Change computer vision suggestions to only above species level

tony_wills · March 17, 2019, 9:37pm

Change the actions of the computer vision AI to never suggest an identity to species or below. eg to only sub-genus level or above.

In scientific terms I am suggesting that the auto identification’s precision (ie to species level) exceeds its accuracy in many cases. The problem this causes is that it promotes observations to ‘research’ grade with only one ‘real’ subsequent ID.

An alternative would be to not count ‘automatic’ IDs towards ‘research grade’. (And I don’t accept the suggestion that all IDs are chosen by the person clicking on the auto suggestion, and therefore they are not AI identifications :-).

The AI/computer vision is a fantastic tool, but instead of helping in getting rid of poor initial IDs or lots of ‘unknowns’ and helping the community, it appears that it often results in more work in correcting wayward IDs, or perhaps worse posting of incorrect ‘research’ grade identifications. (eg see https://forum.inaturalist.org/t/create-separate-accounts-for-students-assigned-to-use-inaturalist). AI suggestions to genus level would still help decrease the number of ‘unknowns’ without the existing side effects.

–Tony

charlie · March 17, 2019, 9:40pm

I think that really depends on taxa. For plants where there are huge and diverse genuses it would make the algorithm mostly useless. And genus might actually be harder than species since it’s often defined by obscure flower parts or what not. As for not making the suggestions research grade that’s an interesting idea. I’ve often wondered about maybe running the algorithm automatically on everything but displaying it differently and not having it influence community ID at all. It could still be searchable and experts on taxa could scan those too. Just a thought. One could also just make it more conservative, equivalent to how it works on Seek.
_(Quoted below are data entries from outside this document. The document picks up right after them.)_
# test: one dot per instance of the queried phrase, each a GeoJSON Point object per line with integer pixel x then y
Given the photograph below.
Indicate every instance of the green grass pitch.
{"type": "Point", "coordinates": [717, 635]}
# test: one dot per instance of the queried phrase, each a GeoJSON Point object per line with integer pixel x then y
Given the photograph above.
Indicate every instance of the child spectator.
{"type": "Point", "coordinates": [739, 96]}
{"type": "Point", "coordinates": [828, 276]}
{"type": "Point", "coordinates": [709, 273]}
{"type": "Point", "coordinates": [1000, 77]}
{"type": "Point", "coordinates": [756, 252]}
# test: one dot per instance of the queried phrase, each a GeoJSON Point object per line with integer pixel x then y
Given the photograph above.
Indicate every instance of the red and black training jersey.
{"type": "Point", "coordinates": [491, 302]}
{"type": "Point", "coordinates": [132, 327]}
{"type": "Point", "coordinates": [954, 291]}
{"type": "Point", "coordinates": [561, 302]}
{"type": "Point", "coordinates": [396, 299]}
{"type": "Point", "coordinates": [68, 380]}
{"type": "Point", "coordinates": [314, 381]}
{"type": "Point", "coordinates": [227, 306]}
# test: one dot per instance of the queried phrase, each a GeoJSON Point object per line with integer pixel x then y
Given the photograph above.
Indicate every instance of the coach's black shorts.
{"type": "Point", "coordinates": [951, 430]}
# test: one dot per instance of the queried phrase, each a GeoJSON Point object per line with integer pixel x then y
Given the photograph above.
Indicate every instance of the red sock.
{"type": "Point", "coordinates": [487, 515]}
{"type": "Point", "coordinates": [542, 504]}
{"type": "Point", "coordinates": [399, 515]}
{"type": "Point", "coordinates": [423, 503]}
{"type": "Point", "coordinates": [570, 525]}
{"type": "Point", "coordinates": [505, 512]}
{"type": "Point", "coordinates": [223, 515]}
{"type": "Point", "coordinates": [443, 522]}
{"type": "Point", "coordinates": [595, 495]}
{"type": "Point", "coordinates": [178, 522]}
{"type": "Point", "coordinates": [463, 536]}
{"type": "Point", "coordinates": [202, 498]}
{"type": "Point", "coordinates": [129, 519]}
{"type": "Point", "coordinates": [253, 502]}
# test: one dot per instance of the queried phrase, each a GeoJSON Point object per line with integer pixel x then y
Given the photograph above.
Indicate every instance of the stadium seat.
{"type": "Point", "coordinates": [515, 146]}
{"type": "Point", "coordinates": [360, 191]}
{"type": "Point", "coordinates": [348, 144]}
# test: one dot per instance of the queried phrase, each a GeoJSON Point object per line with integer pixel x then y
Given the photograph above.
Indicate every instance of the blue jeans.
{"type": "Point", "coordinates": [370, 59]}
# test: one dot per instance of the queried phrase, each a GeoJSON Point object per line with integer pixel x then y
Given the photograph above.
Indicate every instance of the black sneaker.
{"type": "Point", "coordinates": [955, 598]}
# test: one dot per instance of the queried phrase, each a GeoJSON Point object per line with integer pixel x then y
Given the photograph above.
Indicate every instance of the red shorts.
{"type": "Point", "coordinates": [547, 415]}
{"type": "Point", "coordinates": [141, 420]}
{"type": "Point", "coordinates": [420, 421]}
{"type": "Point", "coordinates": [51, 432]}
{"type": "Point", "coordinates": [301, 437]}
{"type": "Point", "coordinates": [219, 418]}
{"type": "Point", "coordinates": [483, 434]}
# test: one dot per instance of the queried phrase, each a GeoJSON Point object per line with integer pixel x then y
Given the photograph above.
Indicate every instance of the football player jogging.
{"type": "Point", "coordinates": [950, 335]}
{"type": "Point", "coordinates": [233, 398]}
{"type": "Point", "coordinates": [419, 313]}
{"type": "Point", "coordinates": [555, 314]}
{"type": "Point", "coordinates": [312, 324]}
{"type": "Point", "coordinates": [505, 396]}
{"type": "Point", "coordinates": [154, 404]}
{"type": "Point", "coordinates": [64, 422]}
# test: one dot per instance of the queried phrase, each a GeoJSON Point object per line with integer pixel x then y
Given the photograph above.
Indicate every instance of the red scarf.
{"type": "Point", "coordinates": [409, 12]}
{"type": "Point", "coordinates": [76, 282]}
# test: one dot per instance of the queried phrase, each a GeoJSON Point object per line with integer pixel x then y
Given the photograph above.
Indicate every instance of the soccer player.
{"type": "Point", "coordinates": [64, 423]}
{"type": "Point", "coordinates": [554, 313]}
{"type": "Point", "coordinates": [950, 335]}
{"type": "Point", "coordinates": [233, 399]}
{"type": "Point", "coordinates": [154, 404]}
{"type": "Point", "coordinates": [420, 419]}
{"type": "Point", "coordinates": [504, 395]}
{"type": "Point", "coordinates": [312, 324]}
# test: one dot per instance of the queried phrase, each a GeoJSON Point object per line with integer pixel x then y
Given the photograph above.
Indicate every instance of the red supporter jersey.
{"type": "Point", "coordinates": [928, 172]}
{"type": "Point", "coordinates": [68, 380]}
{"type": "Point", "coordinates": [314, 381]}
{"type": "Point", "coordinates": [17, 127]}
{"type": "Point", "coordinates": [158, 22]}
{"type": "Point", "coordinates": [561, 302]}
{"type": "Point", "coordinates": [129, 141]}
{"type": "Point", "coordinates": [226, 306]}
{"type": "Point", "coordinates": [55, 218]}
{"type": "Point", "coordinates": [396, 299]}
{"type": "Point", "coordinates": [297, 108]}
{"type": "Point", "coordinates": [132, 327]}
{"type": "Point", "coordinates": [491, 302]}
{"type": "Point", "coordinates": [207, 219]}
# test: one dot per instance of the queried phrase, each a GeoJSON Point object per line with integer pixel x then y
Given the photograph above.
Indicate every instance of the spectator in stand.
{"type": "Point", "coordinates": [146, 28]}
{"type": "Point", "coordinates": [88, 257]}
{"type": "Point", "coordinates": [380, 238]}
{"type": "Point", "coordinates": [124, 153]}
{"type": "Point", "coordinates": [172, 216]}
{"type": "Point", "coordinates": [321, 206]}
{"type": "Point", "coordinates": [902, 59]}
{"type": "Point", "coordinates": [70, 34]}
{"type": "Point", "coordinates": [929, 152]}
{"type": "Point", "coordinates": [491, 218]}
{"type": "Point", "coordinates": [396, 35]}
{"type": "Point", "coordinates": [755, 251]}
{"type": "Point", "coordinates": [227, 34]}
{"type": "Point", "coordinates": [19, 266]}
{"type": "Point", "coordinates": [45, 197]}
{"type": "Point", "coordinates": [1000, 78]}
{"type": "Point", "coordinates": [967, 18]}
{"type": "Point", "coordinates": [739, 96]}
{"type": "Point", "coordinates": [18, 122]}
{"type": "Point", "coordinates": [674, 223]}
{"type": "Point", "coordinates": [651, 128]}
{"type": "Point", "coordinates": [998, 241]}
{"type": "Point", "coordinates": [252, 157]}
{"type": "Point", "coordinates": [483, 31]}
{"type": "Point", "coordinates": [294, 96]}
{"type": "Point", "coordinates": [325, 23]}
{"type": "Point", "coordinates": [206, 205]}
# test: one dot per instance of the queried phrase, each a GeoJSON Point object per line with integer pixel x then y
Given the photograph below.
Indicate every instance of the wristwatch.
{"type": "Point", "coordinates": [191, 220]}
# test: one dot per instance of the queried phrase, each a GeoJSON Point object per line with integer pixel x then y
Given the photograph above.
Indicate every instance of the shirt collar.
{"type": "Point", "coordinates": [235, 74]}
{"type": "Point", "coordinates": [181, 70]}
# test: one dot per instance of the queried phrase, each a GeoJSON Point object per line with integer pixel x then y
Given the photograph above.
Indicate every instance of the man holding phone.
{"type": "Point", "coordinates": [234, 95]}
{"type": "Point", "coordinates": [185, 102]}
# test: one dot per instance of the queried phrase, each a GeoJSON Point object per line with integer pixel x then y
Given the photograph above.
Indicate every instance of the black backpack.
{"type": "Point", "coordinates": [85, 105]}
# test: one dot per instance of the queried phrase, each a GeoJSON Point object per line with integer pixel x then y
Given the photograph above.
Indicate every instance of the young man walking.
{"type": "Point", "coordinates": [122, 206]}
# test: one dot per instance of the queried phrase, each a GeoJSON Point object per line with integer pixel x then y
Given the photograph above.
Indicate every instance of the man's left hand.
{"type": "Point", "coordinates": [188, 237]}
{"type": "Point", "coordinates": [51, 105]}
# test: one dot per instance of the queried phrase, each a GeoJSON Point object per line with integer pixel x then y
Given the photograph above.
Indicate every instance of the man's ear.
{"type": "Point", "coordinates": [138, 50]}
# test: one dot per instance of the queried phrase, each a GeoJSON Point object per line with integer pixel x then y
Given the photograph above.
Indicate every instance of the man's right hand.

But yeah if it was genus only I don’t think I’d personally ever use it.

tony_wills · March 17, 2019, 9:51pm

I was thinking it would just do its identification process as usual, but then only suggest the genus of the species it would otherwise suggest.

Maybe only do the genus level ID for initial uploads, then offer more suggestions to people adding IDs subsequently.

jciv · March 17, 2019, 11:13pm

As a new user, the AI was the best part of iNatualist. You can often get answers in seconds in the field if you want. I had heard of iNaturalist and used it once before, but I was not interested in it till I found out about that feature.

If computer vision isn’t allowed to do species level identification, I think it will discourage a lot of new users. I agree in many cases this would eliminate mistakes. But for really well documented species, by now the AI should be pretty well trained. Many common birds and butterflies when narrowed down by location seem like they should be pretty reliable.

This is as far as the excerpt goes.